Аттестаторы кивают, делают пометки... «Ромео и Джульетта» — обязательное чтение на уроках здоровья в первый год старшей школы[6].
— А почему? — спрашивает аттестатор номер три.
«Потому что наводит страх», — вот что должна я ответить. Эта пьеса — назидательная история, предупреждение об опасностях, царивших в прежнем мире, до изобретения Исцеления. Но так и кажется, что горло у меня опухло и заскорузло, невозможно выдавить ни слова; они застревают там, цепляются за стенки, как цепляются репьи на нашу одежду, когда мы бежим в районе ферм. И в эти мгновения я, по-моему, даже слышу отдалённый гул океана, слышу его ворчание, воображаю, как его тяжёлые, как камень, воды смыкаются над головой моей матери... И неожиданно выпаливаю: — Она такая красивая.
Мгновенно все четверо вскидывают на меня взгляды, как марионетки, подцепленные к одной ниточке.
— Красивая? — Мадам аттестатор номер один морщит нос. Воздух словно звенит от холодного напряжения, и я соображаю, что сделала огромную ошибку.
Аттестатор в очках наклоняется ко мне:
— Какое интересное определение. Очень интересное. — В этот раз, когда он показывает свои зубы, они напоминают мне изогнутые белые волчьи клыки. — Может быть, вы находите красоту в страдании? Может быть, вы находите наслаждение в насилии?
— Нет-нет, это не так, — тороплюсь я. Пытаюсь собраться с мыслями, но в ушах по-прежнему звучит грохот океана. И с каждой секундой он становится громче и громче. А теперь я могу различить ещё и крики — словно это моя мама докричалась до меня через пространство и время. — Я только хотела сказать... эта история такая печальная... — Я барахтаюсь, мямлю, чувствую, что утопаю — утопаю в этом яростном свете и надвигающемся рёве. Самопожертвование. Хочу сказать что-то про самопожертвование, но слова застревают в глотке.
— Давайте двигаться дальше. — Аттестатор номер один, казавшаяся такой милой, когда предлагала мне воды, сбросила маску дружелюбия. Теперь она разговаривает сугубо по-деловому. — Расскажите-ка нам о чём-нибудь совсем простом. Ну, например, какой цвет вам нравится больше всего.
Одна часть моего мозга — рациональная, рассудочная, логичная часть меня — кричит: «Синий! Скажи синий!». А другая часть меня, прежняя, непокорная прорезает звуковые волны, несётся на гребне всё усиливающегося грохота. — Серый! — вырывается у меня.
— Серый?! — ошеломлённо восклицает четвёртый аттестатор.
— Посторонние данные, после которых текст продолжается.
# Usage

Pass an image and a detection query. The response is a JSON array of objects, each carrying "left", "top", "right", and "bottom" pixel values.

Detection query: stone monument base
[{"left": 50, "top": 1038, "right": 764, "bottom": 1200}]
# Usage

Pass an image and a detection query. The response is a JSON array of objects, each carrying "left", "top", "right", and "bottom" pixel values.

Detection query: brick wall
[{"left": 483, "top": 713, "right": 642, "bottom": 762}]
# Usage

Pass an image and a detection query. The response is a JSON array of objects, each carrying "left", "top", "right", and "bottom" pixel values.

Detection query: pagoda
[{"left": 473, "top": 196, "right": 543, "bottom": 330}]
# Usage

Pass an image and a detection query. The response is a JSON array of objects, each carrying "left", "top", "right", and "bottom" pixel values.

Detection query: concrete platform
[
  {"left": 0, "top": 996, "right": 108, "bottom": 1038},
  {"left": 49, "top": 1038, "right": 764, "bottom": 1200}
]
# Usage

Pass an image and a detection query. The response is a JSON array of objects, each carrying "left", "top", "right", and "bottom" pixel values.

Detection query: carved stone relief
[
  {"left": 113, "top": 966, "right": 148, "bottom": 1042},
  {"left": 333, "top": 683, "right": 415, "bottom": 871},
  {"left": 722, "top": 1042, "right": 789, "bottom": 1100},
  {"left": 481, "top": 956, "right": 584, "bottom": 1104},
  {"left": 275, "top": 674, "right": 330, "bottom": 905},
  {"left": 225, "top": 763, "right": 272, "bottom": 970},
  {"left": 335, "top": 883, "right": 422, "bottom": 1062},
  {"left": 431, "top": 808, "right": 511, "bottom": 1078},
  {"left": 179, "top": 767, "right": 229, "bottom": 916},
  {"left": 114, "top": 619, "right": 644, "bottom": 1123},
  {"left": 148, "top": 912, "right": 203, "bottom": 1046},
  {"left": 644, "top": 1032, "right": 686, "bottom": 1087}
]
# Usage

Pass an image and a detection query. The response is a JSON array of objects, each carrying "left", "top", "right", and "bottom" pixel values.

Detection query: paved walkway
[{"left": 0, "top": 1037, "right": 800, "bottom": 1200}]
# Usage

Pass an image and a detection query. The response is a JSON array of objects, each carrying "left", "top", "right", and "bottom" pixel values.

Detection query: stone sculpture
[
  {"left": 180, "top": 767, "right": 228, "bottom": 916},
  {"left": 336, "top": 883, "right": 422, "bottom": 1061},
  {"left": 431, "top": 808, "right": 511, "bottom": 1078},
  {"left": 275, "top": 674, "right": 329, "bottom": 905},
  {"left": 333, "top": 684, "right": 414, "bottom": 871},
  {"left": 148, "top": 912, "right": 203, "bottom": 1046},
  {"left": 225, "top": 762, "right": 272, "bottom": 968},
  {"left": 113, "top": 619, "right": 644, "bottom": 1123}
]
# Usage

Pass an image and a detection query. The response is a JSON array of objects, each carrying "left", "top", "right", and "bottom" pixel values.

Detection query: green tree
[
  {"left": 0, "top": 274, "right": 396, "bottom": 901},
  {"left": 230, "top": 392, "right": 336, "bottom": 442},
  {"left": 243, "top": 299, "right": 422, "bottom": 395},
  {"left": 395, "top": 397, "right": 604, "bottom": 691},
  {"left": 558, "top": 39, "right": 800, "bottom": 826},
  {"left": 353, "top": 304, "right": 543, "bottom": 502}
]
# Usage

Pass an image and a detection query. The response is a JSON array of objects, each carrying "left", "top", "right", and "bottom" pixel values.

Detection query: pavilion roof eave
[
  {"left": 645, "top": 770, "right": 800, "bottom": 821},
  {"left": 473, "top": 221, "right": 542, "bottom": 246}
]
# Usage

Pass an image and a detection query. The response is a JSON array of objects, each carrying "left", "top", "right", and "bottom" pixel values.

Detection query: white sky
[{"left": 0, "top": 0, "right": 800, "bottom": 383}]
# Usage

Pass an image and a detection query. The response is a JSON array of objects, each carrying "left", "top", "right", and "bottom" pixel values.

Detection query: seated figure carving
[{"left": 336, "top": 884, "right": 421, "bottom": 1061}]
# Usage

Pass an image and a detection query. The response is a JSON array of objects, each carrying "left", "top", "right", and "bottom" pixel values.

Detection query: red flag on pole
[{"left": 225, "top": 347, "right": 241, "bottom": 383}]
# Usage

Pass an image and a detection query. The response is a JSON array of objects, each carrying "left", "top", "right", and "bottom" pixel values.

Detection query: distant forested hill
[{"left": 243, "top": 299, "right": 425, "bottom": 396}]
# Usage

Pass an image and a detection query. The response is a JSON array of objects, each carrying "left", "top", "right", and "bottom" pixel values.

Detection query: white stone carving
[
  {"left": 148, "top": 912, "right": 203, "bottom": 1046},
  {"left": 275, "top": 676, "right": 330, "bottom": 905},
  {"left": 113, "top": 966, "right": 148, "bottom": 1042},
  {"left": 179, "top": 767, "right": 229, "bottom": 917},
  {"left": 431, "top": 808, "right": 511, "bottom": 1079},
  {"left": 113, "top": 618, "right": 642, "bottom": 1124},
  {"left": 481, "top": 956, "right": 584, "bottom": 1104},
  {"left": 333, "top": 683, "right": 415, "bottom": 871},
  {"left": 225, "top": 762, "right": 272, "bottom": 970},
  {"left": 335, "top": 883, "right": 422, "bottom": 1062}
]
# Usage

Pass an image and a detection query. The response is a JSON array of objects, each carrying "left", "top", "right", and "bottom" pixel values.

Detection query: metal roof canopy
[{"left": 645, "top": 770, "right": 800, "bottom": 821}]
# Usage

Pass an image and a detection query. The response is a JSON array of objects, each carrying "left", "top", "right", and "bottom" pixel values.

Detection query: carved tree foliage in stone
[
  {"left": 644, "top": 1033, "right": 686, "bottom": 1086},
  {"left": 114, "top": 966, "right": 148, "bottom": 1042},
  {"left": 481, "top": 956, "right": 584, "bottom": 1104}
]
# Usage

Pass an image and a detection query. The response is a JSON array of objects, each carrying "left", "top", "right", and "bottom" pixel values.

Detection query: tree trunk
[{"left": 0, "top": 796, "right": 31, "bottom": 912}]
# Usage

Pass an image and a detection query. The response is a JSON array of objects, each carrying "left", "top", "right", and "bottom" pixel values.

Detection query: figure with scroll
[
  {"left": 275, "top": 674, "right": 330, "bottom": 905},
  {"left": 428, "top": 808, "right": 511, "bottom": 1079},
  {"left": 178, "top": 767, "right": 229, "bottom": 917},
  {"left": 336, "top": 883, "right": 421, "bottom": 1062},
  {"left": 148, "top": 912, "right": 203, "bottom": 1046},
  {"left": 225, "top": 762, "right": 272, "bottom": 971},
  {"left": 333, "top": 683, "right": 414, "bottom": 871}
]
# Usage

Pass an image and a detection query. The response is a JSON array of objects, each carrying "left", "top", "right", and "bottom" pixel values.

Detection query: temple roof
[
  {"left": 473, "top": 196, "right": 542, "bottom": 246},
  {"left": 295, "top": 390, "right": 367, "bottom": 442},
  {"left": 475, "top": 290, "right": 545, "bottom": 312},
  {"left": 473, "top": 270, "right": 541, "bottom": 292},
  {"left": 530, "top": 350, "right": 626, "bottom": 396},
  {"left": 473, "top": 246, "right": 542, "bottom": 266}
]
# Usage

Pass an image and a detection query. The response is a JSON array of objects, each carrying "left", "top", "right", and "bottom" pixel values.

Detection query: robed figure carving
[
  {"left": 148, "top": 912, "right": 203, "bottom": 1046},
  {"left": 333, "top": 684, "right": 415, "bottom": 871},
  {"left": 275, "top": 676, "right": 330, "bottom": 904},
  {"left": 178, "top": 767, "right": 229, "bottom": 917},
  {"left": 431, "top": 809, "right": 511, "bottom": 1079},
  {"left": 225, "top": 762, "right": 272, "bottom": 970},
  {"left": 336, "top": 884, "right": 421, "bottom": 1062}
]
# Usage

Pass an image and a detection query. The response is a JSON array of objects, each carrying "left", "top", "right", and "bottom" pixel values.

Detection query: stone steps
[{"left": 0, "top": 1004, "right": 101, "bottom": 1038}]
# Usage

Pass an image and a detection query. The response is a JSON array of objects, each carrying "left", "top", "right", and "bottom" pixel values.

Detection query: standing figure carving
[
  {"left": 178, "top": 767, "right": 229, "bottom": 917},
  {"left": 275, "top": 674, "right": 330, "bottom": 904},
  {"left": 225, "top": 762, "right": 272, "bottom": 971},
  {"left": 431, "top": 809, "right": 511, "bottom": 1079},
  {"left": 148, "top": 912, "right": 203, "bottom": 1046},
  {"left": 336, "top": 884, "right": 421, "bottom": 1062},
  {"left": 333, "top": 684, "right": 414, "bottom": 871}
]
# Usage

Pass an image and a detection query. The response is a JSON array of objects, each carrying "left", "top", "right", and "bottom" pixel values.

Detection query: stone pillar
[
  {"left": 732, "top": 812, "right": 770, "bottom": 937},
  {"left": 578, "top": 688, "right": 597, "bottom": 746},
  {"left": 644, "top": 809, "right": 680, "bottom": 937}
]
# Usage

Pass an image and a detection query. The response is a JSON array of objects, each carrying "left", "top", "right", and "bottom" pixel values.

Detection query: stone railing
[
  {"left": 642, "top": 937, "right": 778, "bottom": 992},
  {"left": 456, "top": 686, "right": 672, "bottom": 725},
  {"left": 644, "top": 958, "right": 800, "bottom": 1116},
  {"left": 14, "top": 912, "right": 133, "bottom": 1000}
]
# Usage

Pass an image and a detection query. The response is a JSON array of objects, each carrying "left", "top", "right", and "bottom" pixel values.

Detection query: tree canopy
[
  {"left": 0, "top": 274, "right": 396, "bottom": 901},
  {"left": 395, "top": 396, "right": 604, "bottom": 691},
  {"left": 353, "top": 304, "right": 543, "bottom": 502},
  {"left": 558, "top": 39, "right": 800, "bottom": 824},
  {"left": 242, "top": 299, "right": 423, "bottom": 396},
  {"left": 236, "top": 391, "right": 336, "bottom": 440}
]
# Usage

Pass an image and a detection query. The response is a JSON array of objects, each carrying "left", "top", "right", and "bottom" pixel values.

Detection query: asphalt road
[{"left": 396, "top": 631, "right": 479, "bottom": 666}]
Моё сердце падает куда-то в живот. Ну вот, наломала дров. Так и вижу, как цифры моего счёта отматываются обратно, но — поздно, со мной покончено; в ушах стоит шум, он растёт, растёт, словно разревелось бешеное стадо, думать невозможно... Заикаясь, пытаюсь объяснить: — Не серый, нет, не совсем... прямо перед восходом есть такой момент, когда всё небо имеет такой, ну вроде как никакой цвет... не серый, но какой-то такой... беловатый, что ли... и мне он всегда нравился, потому что напоминает... ну, как будто ожидаешь что-то хорошее... вот...
Но они уже не слушают. Они пялятся мимо меня, головы вскинуты, на физиономиях недоумение, словно пытаются выделить знакомые слова из потока иностранной речи. Волна рёва и криков нарастает, и я соображаю, что слышу их наяву. Действительно, люди истошно вопят, и раздается гром, топот, треск, как будто тысячи ног одновременно барабанят в пол. Но есть и ещё что-то во всём этом бедламе — странное не-разбери-поймёшь мычание, вообще не похожее на звуки, которые могут издавать люди.